Resulta
complicado mantener firmes las ideas en esta época de acoso en las redes y
salir indemne, porque gracias a internet cualquiera puede expresar sus
opiniones. En este periódico, por ejemplo, cuando hay informaciones en su
formato digital que conmueven al público lector, las respuestas –anónimas casi
siempre– se multiplican para manifestar desacuerdo o aprobación (depende del
color del cristal ideológico con que se mire). Y eso no está mal, si se hace
con educación y argumentos. No tanto si imperan la desinformación, la descortesía
o los insultos. En entonces cuando pueden surgir malos modos groseros entre las
diferentes maneras de pensar (de alguna forma debo nombrar a los prejuicios).
Confieso
que tengo el prejuicio del amor a los animales (el amor a los humanos va de
suyo, nadie debería reprocharme nada). Y que los defiendo cuando siento que se
los maltrata. No digamos cuando se los mata. Por eso traigo a colación el conflicto
del lobo. Sin acritud. Con serenidad. De nada sirve que hayamos escondido su
caza disfrazándola de gestión para controlar sus poblaciones y hábitat
–«Cualquier día bajan al paseo Pereda y al Sardinero», dijo una parlamentaria
cántabra–; de nada utilizar el eufemismo «extracción» para esconder la crueldad
(en una de esas «extracciones» se abatió un cachorro de siete kilos); de nada
la opinión de los científicos...
¿Servirá
de algo saber que el Tribunal Europeo de Justicia sentenció el pasado junio, en
un fallo emitido dentro del marco jurídico de la Unión, «que la preservación “rigurosa”

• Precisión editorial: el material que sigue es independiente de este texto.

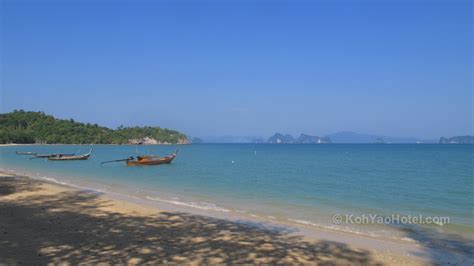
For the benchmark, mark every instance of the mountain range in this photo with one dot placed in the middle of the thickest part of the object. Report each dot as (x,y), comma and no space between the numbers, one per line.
(338,137)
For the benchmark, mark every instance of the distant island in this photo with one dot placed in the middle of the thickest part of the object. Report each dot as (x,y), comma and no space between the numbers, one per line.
(457,140)
(25,127)
(302,139)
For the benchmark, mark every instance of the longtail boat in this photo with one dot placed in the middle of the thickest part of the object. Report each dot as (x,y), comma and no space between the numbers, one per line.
(40,156)
(62,157)
(146,160)
(25,153)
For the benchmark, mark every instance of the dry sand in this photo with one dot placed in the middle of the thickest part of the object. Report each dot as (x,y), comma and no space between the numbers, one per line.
(48,223)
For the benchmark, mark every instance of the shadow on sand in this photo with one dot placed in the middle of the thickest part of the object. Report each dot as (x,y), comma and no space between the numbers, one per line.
(441,248)
(69,226)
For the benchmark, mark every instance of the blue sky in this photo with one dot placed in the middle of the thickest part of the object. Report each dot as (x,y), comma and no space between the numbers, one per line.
(398,68)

del lobo se debe garantizar bajo todas las circunstancias, incluso cuando se
encuentre en zonas habitadas por el hombre», y que está prohibida su captura o
sacrificio? ¿O solo nos acordamos de santa Bárbara –de Europa– cuando truena y
necesitamos su amparo… económico?
Parece
que somos europeos únicamente cuando nos conviene.